An Awfully Big Adventure by Beryl Bainbridge

An Awfully Big Adventure by Beryl Bainbridge

Author:Beryl Bainbridge
Language: eng
Format: mobi, epub
Tags: Actresses, Teenage girls, Action & Adventure, Liverpool (England), Fiction, Psychological, Large type books, General
ISBN: 9781856952644
Publisher: ISIS Large Print Books
Published: 1997-12-14T10:00:00+00:00


8

Bunny escorted Dawn Allenby to the station. She was going to Birmingham to stay with her sister who had just had a baby girl. It would be a nice rest and such a joy to hold the child. Professional women, women of the theatre, missed out on that sort of thing, didn’t they? Still, sacrifices had to be made, though sometimes one couldn’t help wondering whether it was all worth while.

She looked rather well after her night in the hospital and spoke complacently of the bother she had caused. What confusion! She’d had one of her headaches, taken three aspirins and popped out to telephone her sister. She remembered nothing more until she woke up in the ambulance. Such an absurd misunderstanding.

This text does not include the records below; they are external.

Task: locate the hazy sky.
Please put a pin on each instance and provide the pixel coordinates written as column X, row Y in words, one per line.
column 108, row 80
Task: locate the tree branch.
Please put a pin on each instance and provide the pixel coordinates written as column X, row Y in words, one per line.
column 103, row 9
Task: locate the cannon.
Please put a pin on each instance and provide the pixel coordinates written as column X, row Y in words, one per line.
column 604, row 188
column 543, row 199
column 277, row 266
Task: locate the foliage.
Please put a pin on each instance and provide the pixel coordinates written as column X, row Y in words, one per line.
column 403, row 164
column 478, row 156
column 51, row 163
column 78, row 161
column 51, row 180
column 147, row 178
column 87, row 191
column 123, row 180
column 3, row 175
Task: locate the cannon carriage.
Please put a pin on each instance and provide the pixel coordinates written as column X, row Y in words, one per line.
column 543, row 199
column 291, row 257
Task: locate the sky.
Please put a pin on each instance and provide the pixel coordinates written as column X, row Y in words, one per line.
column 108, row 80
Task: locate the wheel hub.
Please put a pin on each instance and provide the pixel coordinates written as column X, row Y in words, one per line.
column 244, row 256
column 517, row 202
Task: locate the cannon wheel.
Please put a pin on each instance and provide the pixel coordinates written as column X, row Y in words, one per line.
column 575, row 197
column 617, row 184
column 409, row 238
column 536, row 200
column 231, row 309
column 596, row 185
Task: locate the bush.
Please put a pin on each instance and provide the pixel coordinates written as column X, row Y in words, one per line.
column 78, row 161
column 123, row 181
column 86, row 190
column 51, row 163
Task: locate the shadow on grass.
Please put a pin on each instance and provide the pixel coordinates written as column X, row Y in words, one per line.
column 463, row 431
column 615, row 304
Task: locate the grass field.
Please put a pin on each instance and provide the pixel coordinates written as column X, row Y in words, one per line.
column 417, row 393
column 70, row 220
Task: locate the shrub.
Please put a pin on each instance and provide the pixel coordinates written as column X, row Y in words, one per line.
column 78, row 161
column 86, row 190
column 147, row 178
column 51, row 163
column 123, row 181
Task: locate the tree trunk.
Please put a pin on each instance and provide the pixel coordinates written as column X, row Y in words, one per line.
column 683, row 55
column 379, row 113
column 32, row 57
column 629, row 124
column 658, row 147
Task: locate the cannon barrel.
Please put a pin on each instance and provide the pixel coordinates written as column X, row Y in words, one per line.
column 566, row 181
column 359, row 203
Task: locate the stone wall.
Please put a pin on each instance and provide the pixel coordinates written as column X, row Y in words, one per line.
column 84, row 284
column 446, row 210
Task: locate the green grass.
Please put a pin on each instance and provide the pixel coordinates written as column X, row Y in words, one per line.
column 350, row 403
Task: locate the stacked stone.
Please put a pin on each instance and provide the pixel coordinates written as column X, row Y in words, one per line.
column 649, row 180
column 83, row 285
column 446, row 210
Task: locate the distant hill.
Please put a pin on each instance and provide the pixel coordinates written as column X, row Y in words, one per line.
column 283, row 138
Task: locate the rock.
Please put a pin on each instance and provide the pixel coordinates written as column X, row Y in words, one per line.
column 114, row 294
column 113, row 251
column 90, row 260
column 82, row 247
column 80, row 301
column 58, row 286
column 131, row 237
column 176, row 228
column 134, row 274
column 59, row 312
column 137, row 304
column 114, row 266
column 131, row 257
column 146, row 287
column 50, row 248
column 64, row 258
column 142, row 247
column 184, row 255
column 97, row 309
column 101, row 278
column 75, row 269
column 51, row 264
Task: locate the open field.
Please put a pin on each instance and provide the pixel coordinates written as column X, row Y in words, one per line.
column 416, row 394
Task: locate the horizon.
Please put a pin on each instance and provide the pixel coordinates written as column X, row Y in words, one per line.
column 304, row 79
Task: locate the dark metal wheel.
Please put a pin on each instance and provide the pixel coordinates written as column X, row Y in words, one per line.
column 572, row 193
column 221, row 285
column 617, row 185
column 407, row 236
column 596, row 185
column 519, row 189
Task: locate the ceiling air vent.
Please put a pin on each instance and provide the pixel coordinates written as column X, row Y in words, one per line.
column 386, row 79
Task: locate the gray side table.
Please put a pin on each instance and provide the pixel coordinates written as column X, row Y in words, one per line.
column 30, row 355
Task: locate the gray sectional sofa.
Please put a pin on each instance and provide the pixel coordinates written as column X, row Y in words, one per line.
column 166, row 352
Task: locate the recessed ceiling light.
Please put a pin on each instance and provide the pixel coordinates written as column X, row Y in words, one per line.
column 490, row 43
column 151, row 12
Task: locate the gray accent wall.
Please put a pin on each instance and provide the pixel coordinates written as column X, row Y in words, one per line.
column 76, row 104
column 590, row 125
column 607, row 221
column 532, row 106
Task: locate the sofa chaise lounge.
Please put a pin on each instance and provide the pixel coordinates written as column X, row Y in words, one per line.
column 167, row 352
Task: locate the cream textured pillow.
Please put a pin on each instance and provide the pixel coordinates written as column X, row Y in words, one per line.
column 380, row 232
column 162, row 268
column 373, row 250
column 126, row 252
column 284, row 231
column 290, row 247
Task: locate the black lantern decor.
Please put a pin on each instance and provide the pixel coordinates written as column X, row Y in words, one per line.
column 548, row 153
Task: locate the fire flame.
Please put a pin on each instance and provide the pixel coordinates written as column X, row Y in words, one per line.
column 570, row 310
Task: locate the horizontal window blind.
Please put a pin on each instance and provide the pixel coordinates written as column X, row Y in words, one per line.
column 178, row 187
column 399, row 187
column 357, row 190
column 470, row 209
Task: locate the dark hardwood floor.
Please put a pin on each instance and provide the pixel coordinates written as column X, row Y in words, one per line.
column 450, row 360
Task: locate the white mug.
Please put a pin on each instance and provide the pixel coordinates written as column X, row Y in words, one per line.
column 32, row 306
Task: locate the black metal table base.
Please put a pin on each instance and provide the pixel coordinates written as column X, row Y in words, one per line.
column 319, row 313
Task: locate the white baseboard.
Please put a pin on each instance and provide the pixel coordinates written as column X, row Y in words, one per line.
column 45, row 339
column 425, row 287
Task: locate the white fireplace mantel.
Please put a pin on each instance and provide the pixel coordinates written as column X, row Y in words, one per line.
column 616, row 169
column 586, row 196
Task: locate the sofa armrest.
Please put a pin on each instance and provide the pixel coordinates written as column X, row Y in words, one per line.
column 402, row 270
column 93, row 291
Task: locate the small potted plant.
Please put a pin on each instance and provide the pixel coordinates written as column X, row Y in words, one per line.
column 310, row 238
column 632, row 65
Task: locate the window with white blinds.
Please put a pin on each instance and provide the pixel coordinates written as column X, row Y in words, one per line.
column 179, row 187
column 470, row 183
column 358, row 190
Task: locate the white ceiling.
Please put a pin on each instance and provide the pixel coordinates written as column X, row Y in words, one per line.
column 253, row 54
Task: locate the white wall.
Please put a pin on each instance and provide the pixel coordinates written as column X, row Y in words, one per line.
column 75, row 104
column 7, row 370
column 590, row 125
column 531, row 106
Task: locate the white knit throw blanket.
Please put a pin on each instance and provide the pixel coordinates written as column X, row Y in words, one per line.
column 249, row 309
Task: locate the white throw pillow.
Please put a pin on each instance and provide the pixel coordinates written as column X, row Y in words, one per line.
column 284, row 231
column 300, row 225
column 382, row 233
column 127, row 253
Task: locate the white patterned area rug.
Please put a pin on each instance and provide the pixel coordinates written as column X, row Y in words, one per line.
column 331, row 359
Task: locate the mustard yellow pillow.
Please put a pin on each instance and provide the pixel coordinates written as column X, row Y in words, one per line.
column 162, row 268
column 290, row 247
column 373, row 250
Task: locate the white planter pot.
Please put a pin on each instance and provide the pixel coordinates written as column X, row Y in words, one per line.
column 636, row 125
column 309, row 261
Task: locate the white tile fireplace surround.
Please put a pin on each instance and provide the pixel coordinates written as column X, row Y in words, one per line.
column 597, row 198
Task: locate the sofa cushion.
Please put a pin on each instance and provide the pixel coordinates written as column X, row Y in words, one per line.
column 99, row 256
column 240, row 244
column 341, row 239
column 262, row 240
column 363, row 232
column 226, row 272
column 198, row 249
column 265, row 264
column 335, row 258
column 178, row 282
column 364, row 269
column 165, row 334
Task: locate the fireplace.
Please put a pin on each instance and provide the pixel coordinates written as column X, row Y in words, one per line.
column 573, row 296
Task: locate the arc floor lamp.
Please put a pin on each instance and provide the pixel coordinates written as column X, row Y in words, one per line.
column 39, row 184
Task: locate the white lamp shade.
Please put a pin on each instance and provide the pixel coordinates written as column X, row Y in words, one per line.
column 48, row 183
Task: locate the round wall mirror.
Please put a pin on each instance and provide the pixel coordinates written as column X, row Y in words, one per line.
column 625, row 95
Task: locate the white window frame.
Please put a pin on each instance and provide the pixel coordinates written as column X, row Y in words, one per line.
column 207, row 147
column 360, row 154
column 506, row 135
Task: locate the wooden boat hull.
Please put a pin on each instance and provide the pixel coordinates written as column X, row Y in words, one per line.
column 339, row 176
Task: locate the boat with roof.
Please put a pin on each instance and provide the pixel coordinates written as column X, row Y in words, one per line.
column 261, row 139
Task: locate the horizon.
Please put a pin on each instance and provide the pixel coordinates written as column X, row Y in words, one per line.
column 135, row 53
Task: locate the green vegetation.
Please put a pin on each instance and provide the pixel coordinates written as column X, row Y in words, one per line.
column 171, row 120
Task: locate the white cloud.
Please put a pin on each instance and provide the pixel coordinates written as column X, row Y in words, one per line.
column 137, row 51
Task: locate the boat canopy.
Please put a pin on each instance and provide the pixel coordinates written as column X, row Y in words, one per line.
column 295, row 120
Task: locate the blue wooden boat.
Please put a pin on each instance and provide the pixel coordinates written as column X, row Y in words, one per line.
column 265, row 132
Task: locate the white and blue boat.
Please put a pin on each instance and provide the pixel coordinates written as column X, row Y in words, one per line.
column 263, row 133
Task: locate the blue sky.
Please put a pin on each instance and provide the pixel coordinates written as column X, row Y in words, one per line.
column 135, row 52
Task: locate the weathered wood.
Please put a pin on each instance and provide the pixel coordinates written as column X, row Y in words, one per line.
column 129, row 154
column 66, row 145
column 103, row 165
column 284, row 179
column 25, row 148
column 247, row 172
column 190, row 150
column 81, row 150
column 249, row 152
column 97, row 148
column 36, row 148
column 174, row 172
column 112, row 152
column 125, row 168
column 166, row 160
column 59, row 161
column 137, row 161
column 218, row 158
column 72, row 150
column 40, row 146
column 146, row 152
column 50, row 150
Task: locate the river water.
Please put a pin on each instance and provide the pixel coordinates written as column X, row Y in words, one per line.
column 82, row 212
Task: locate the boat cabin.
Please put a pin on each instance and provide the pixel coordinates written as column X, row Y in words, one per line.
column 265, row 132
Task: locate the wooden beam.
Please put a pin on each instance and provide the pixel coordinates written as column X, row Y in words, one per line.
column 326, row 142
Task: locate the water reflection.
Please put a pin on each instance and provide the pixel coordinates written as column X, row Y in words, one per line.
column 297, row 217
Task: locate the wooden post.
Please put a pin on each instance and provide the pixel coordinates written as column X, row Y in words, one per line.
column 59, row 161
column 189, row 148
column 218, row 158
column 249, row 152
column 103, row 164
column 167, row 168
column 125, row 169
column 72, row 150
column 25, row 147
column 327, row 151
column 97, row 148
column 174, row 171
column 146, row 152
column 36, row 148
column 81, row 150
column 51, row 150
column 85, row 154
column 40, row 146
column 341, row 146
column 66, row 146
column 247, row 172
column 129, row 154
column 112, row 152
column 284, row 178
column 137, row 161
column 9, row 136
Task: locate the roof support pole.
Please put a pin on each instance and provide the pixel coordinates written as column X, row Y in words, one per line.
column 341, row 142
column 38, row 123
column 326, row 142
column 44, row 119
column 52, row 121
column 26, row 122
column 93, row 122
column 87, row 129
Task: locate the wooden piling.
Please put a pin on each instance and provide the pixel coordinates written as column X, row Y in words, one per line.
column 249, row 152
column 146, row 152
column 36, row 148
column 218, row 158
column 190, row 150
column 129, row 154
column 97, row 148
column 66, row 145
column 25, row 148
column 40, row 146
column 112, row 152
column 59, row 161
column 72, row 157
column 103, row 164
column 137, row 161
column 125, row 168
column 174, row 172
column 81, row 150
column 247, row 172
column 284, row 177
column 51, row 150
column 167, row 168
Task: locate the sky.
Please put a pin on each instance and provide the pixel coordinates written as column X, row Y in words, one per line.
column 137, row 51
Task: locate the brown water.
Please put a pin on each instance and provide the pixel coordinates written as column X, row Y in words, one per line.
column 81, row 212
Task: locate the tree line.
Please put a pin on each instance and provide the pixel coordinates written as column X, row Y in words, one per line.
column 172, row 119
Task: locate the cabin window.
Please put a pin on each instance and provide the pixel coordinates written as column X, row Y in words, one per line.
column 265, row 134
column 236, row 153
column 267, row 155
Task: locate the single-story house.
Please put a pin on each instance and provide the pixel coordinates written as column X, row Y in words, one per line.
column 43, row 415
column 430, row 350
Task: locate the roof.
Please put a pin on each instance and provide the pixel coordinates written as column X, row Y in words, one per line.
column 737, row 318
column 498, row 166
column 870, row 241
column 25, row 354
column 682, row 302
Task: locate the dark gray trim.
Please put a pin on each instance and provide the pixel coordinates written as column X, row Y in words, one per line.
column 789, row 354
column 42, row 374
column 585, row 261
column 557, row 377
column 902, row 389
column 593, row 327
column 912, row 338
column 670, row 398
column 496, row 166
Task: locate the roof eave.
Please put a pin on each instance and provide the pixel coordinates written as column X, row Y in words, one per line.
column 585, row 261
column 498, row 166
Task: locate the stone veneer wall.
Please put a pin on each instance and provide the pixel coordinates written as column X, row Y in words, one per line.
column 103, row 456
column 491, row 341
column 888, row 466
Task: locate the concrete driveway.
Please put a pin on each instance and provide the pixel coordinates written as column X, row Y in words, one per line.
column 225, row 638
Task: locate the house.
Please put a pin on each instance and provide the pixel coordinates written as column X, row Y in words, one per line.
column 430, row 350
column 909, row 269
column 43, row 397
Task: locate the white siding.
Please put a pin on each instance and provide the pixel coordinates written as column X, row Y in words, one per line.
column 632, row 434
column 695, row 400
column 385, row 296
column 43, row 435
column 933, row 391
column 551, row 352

Bunny didn’t feel it was either the time or the place to mention the half-dozen empty aspirin bottles strewn about the floor of the phone box – their contents were later found heaped like so many loose sweets in the bottom of her handbag – or that she had ‘popped out’ in the middle of the scene in Cleopatra’s boudoir. Nor did he think it would serve any purpose to refer to the lipstick-smeared card, originally written by Dotty and still wired to the stem of the mutilated plant, which, in the heat of the moment and the fitful light of the streetlamps was mistakenly thought to have been dipped in blood.

He bought Dawn a newspaper for the journey and carried her suitcase along the platform to the compartment. She ran in front of him, head high, as though someone important was waiting for her. When they reached the carriage he swung her luggage up onto the rack and said, ‘We had a little whip-round’, and thrust seven one-pound-notes into her hand. It was a lie; it was his own money.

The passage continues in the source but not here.